Parsley grown in a poor soil is also liable to canker in the winter. Mr. Barnes says, he never found any application which eradicated this disease so effectually as a mixture in equal parts of soot and slaked lime, sown over the plants. The cure is complete in a few days, the vigour of the plants restored indicating, that this species of ulceration, like that which is found in the dwellings of the poor, arises from deficient nourishment.

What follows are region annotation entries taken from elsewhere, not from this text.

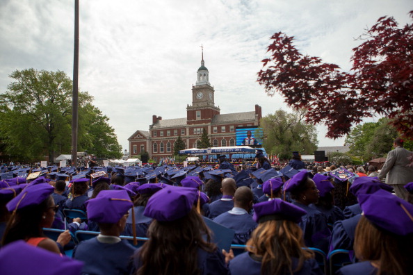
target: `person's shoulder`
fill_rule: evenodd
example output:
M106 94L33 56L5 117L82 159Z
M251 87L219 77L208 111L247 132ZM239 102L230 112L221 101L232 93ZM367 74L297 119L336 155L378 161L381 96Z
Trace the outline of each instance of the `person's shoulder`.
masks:
M371 265L370 262L360 262L352 265L346 265L337 272L339 275L373 275L377 273L377 269Z
M60 253L56 242L48 238L45 238L44 239L42 240L38 244L38 247L46 250L49 250L51 252L55 252L57 253Z

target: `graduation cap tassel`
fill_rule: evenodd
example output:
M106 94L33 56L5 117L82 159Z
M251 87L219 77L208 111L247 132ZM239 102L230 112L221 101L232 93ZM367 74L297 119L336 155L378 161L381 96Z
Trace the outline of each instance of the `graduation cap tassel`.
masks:
M136 224L135 224L135 210L132 206L132 231L133 233L133 245L138 245L138 240L136 240Z
M198 201L197 203L197 211L201 215L201 191L198 191Z

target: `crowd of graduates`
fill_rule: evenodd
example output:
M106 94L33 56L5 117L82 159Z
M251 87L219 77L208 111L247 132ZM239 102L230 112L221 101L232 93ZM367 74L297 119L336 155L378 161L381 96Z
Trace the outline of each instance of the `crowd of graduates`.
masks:
M276 169L259 151L242 168L225 155L218 167L3 167L0 273L323 274L314 251L346 249L338 274L412 274L413 205L376 177L298 156ZM219 248L211 223L245 252ZM47 228L65 231L55 241ZM65 256L80 230L96 236ZM136 249L121 236L147 239Z

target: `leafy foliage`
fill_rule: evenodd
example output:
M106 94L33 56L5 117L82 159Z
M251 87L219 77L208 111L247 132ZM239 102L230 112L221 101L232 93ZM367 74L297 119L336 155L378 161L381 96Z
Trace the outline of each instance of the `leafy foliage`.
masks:
M368 122L354 127L346 138L350 153L364 160L383 157L391 150L393 140L398 134L389 119L383 117L378 122Z
M328 138L347 134L378 113L390 118L405 138L413 138L413 24L399 28L393 17L380 18L353 49L348 73L303 56L293 37L280 32L271 39L271 56L262 60L258 82L268 95L279 92L293 108L306 108L307 122L325 124Z
M288 113L280 109L263 117L260 125L266 151L280 159L289 159L294 151L312 155L318 142L317 133L314 126L305 123L305 116L303 110Z
M63 72L16 70L0 95L0 138L4 153L27 160L71 150L72 81ZM79 92L79 150L97 157L122 155L108 118Z

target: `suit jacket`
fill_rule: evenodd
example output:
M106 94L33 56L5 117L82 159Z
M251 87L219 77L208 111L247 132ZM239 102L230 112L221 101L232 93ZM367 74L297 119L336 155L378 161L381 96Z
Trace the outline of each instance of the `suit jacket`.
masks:
M387 174L386 183L391 185L405 185L413 181L413 167L407 167L410 163L407 157L412 153L401 147L390 151L378 178L381 180Z

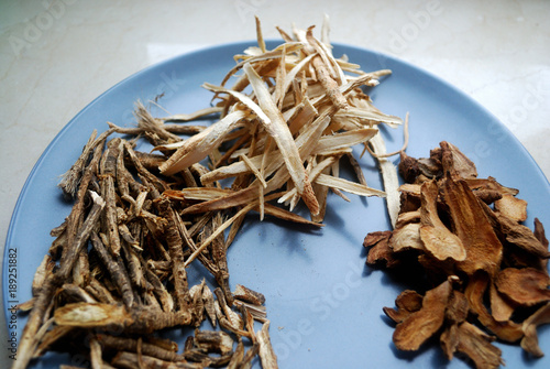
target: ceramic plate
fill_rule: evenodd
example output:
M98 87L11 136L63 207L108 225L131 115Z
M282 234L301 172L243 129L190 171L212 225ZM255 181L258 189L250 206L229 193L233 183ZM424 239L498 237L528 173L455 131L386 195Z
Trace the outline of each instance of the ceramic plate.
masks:
M232 56L252 44L206 48L146 68L98 97L48 145L21 192L6 245L3 300L9 330L16 339L25 317L12 318L8 308L31 297L34 271L53 240L50 230L64 220L72 206L56 187L59 175L74 163L91 131L106 130L107 121L131 126L134 102L161 94L164 95L160 105L172 113L209 106L211 93L200 85L219 84L234 65ZM410 113L409 155L427 156L440 141L449 141L476 163L480 177L491 175L506 186L519 188L518 197L529 203L527 226L532 229L535 217L550 225L547 178L517 139L484 108L449 84L402 61L334 45L334 55L342 54L363 70L393 70L370 94L386 113ZM166 115L162 110L153 113ZM384 129L384 135L388 150L400 148L400 130ZM369 184L382 188L375 163L365 158L361 165ZM350 197L351 203L346 203L329 196L326 227L320 230L299 229L272 219L260 223L251 216L229 250L231 286L244 284L266 296L271 337L280 368L469 368L460 359L448 362L433 340L418 352L394 348L394 328L382 307L394 306L397 294L408 285L405 279L365 267L362 246L367 232L389 229L384 202ZM16 258L10 258L10 253ZM14 267L14 261L16 282L10 286L9 267ZM190 279L198 281L201 273L202 270L193 270ZM540 345L550 354L550 330L539 330ZM182 332L173 330L169 335L182 337ZM549 356L529 359L517 346L496 345L508 368L550 367ZM86 365L82 360L78 356L48 354L33 366Z

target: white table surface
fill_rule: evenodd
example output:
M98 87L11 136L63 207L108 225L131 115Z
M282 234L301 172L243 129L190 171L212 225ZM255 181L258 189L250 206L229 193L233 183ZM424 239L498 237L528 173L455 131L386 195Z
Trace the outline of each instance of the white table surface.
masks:
M397 56L481 102L550 177L550 1L0 1L2 254L34 163L94 98L180 53L254 39L254 14L277 37L275 25L320 28L324 13L331 41Z

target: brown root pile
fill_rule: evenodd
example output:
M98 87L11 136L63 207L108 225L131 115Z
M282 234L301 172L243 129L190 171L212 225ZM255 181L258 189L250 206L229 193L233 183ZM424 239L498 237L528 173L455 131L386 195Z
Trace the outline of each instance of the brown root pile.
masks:
M495 339L542 356L537 326L550 322L550 253L542 224L535 219L535 231L521 224L527 203L518 191L479 178L448 142L429 158L402 153L399 173L406 183L395 229L364 240L369 264L425 273L424 295L407 290L396 308L384 307L396 323L395 346L417 350L439 336L449 359L459 352L477 368L504 363Z
M228 248L252 210L319 227L329 191L385 196L366 185L351 146L366 145L381 122L400 123L360 89L389 70L334 58L312 28L280 34L268 51L257 23L258 46L235 56L220 86L204 85L215 107L161 119L138 104L136 127L92 133L59 184L74 206L20 306L30 315L14 369L51 350L92 368L249 368L257 357L277 368L265 297L231 291ZM180 124L213 113L208 127ZM138 151L140 140L160 153ZM358 183L339 176L344 156ZM311 220L270 203L292 210L300 199ZM188 280L194 261L208 283ZM202 329L207 319L219 329ZM158 335L168 328L195 333L178 348Z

The tubers of the potato also are liable to the speck, black spot, or dry gangrene, a disease which I once thought was occasioned by the calcareous earth, lime, or chalk contained by the soil, but more lengthened observation has convinced me of my error; and having observed it in all soils, and in seasons characterized by opposite extremes of wetness and dryness, I am induced to consider that the disease arises from some defect in the sets employed, or to potatoes being grown too often on the same site. It is quite certain, from my own experience, that in ground tired of potatoes, the disease invariably, and most extensively, appears. This suggests that it is occasioned by a deficiency of some constituent in the soil, a suggestion confirmed by the fact, that in the fields of the market gardeners near London, which are supplied without stint with the most fertilizing manure, this disease of the potato is comparatively unknown.

The stems of succulent plants, such as the cacti mesembryanthemums, and the balsam, as well as the fruit of the cucumber and melon, and the stalk of the grape, are all liable to moist gangrene, all requiring for the development of the disease excessive moisture in the air, though the immediate cause of its outbreak is usually a sudden reduction of temperature. - Principles of Gardening.